A hijab is not just a garment without meaning, Ali explained. The garment allows hijabi women to be noticed as representatives of the Islamic religion.

“It’s not just about me. I’m representing my whole religion,” Ali said. “That’s something about Islam, is that hijab women and women wearing burkas, or any other garments, they’re ambassadors of the faith.”

Although Ali first seemed shy or nervous about wearing a hijab because she felt people would look to her for questions about the religion of Islam, she later learned that it was worth it.

“When I got into high school,” Ali said, “I’d be the one person in class making sure that I educated people about these different topics and what’s actually going on.”

Her experiences in high school led Ali to give more attention to news and politics, eventually leading her to pursue political journalism.

As a hijabi, she learned to accept herself and her background.
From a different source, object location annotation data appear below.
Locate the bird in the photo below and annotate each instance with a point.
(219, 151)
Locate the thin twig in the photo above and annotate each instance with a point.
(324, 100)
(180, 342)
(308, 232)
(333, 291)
“I would say don’t be afraid or don’t be ashamed of your heritage or your background,” Ali said. “When it got to a certain point in high school where I was like ‘forget this, I’m just going to do me and not try to forget anymore.’ As soon as I did that, I finally discovered myself.”

She pushed herself to excel because she knew she was the only woman in the college wearing a hijab.

“I felt this weird sense being in the Murrow College being the only hijabi, that I always felt like I had to work harder and make sure that I perfected my skill to a different degree,” Ali said. “I felt like that pressure, like any minority, you have to work harder to be qualified.”

Ali said that representing a different minority not only allows other people to gain education about the religion, but it also empowers younger hijabi women or Muslim men.

“I feel like I’m able to represent a different community that doesn’t get represented,” Ali said. “I want to be that person that I wish I had growing up when I turned on the news and saw a Muslim woman or someone I looked similar to.”

Today, people look to the media, internet and other non-Muslims to understand the religion of Islam. This allows common misconceptions about Muslims and the religion to continue to exist. Ali explained that Muslims are just like anyone else, as we all strive for similar goals in life.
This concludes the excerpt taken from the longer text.